Effortless
Michael Neill was the first person I heard use the term effortless success. It much intrigued me because it seemed to stand in absolute contradiction to a universally accepted concept of success, which is that it is the product of hard work, of effort. In fact, because success is such a valuable commodity, and because no one receives valuable commodities for free, hard work feels like the necessary price we pay for success’s commensurate reward. And don’t most writers appear to be working hard? Look, there is the first-time novelist, waking every morning two hours before her family rises to pound out her 1,000 words. Look, there is the sixty year-old writer visiting 29 bookstores in 27 days to promote his 10th book. Look, there we all are, alone, rewriting, and rewriting, and rewriting, lying awake at night wondering if this will be the book that simply doesn’t come together.
Quite a compelling portrait that. Shed a tear for us all, we bear our cross stoically. But is not effort the expenditure of energy against an outside force? Would we not say that walking up a mountain requires effort, while walking down a mountain requires just balance to keep our feet under us? In this way, writers – or anyone doing what they love – are inverted mountain climbers. There is far more effort expended by the choice not write than is expended in the actual writing.
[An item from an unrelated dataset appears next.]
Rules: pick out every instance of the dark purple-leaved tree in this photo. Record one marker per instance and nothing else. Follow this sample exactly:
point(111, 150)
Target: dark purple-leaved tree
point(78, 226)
For me, writing, speaking, and interviewing are different facets of the same work. The other day I finished an interview with a writer that had gone particularly well. It was, by my standards, as successful an interview as I could have. Yet it required absolutely no effort. In fact, it was the opposite of effort. It was so easy, so effortless, and yet so successful it almost felt like cheating. I had to remind myself again that what I am doing is called work. It didn’t feel like work any more, I am guessing, than a dolphin considers swimming work.
Every day I must remind myself that this effortlessness is the correct way to work and to live. The hardest, the most effortful thing we will ever do is to move against ourselves. We will provide more resistance than the tallest mountain. And so, as the saying goes, we seek the path of least resistance, the way that leads directly you.